I find it Actually impossible to talk about my clinic. At home. … I never go home with it, ever.
Presenter asks
5:27When IVF treatment first began only 18 years ago, you were a real Luddite, weren't you? You didn't give it much cop at all.
I've always been pretty stupid about a lot of things actually, and I've always made Errors of judgment of this sort. I mean, I didn't appreciate that in vitro fertilization could actually be. able to work on a broad scale.
The keepsakes
The book
The Koran (in English and Arabic, with an Arabic primer)
There's a reason for that. You know, Islam gets an extraordinarily bad press in our society. I mean, the violence that we use towards Islam verbally is savage, and there's a need to understand this culture much more, and I feel that I could spend some time usefully trying to do that.
The luxury
tools and blank glass to grind a reflector telescope
I've started trying to make reflector telescopes several times in my life and never actually finished because I'm a terrible you know, I flit around from things, I've never finished it off. But I think on a desert island I might have the opportunity of finishing off my grinding and polishing, making a good parabolic mirror, and then being able to watch the stars afterwards.
Presenter asks
18:37Why do you believe that a woman who has a potentially fatal condition [HIV] which she could possibly pass on to a child she bore, why should she have help to have a baby?
You have to understand, first of all, this isn't a general judgment.

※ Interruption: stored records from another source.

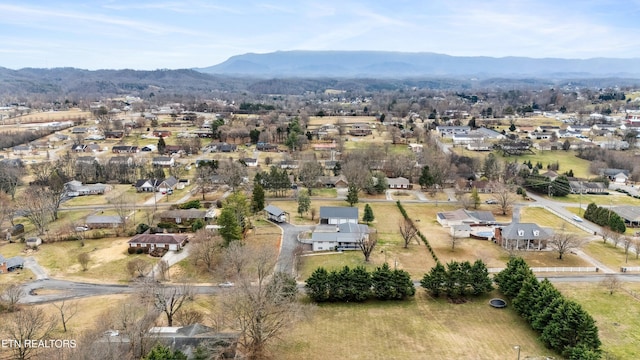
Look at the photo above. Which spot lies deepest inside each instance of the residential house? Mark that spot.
(629, 214)
(188, 338)
(33, 242)
(339, 181)
(266, 147)
(10, 264)
(343, 236)
(150, 242)
(163, 133)
(114, 134)
(399, 183)
(360, 130)
(587, 187)
(250, 162)
(183, 216)
(334, 215)
(619, 176)
(449, 131)
(276, 214)
(463, 216)
(22, 149)
(120, 161)
(76, 188)
(103, 221)
(163, 161)
(128, 149)
(522, 236)
(79, 148)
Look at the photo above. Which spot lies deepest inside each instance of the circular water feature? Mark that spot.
(497, 303)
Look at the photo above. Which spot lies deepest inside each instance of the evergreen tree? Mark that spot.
(317, 285)
(230, 228)
(352, 195)
(304, 202)
(511, 279)
(382, 283)
(161, 352)
(368, 214)
(162, 146)
(360, 284)
(434, 280)
(475, 198)
(523, 302)
(426, 180)
(257, 198)
(480, 281)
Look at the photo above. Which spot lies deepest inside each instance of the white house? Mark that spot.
(334, 215)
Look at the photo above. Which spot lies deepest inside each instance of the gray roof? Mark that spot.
(524, 231)
(15, 261)
(274, 210)
(103, 219)
(627, 212)
(340, 212)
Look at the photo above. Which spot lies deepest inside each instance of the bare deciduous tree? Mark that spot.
(31, 324)
(11, 295)
(167, 299)
(263, 305)
(83, 259)
(67, 312)
(408, 231)
(611, 283)
(504, 195)
(367, 242)
(137, 267)
(564, 242)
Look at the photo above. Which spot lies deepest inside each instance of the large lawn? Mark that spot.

This was exactly the point. It was an individual judgment in a particular case. … with proper precautions, the chances of the baby dying or being affected by HIV would be less than 10%, probably no more than 8%.
Presenter asks
22:43What's your attitude to helping a lesbian couple have a child?
Well, I think my attitude there is simply this, that Again, I think it's a question of autonomy. And I think my feeling really is that there has to be clear evidence that there is harm to the welfare of any unborn child. And I've not seen that evidence.
Presenter asks
31:29Do you see yourself becoming more politically active in a Blair government?
I shouldn't think so. Who knows?
“much of the time I'm telling people that I can't help them. And very often, because people don't want to hear that, you have to tell them that really quite brutally, almost brutally.”
“I think Judaism has provided answers for very virtually all the ethical problems that I've been faced with, and it's been a tremendously important yardstick.”
“playing God would be taking an arbitrary decision. Not playing God is allowing the argument to develop and then taking what seems to be a just decision after due consideration with as many people as possible.”
“The problem with this kind of genetic engineering is that it will always be unpredictable, and that's a very serious check.”